The reason it is only a suggestion is that you could quite easily write a print function that ignored the options value. The built-in printing and formatting functions do use the options value as a default.
As to the second question, since R uses finite precision arithmetic, your answers aren't accurate beyond 15 or 16 decimal places, so in general, more aren't required. The gmp and rcdd packages deal with multiple precision arithmetic (via an interace to the gmp library), but this is mostly related to big integers rather than more decimal places for your doubles.
Mathematica or Maple will allow you to give as many decimal places as your heart desires.
EDIT:
It might be useful to think about the difference between decimal places and significant figures. If you are doing statistical tests that rely on differences beyond the 15th significant figure, then your analysis is almost certainly junk.
On the other hand, if you are just dealing with very small numbers, that is less of a problem, since R can handle number as small as .Machine$double.xmin (usually 2e-308).
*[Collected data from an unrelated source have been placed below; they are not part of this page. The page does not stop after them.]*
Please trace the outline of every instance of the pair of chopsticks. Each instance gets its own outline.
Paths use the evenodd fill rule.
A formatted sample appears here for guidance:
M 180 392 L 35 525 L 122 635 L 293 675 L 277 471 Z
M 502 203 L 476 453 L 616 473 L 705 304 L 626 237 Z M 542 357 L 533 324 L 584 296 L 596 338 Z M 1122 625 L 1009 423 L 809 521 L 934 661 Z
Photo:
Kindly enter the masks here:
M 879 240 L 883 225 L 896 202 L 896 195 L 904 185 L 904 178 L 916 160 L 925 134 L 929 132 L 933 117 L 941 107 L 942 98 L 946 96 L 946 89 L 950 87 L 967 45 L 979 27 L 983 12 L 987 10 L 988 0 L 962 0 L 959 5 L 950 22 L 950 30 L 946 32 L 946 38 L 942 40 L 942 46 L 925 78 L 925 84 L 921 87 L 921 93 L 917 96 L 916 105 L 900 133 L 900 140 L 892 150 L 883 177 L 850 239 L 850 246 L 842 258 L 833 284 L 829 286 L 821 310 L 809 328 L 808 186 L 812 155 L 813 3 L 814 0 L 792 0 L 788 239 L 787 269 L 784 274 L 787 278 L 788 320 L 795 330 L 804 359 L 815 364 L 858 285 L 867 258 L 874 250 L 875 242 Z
Compare these two analyses.
x1 <- rnorm(50, 1, 1e-15)
y1 <- rnorm(50, 1 + 1e-15, 1e-15)
t.test(x1, y1) #Should throw an error
x2 <- rnorm(50, 0, 1e-15)
y2 <- rnorm(50, 1e-15, 1e-15)
t.test(x2, y2) #ok
In the first case, differences between numbers only occur after many significant figures, so the data are "nearly constant". In the second case, Although the size of the differences between numbers are the same, compared to the magnitude of the numbers themselves they are large.
As mentioned by e3bo, you can use multiple-precision floating point numbers using the Rmpfr package.
mpfr("3.141592653589793238462643383279502884197169399375105820974944592307816406286208998628034825")
These are slower and more memory intensive to use than regular (double precision) numeric vectors, but can be useful if you have a poorly conditioned problem or unstable algorithm.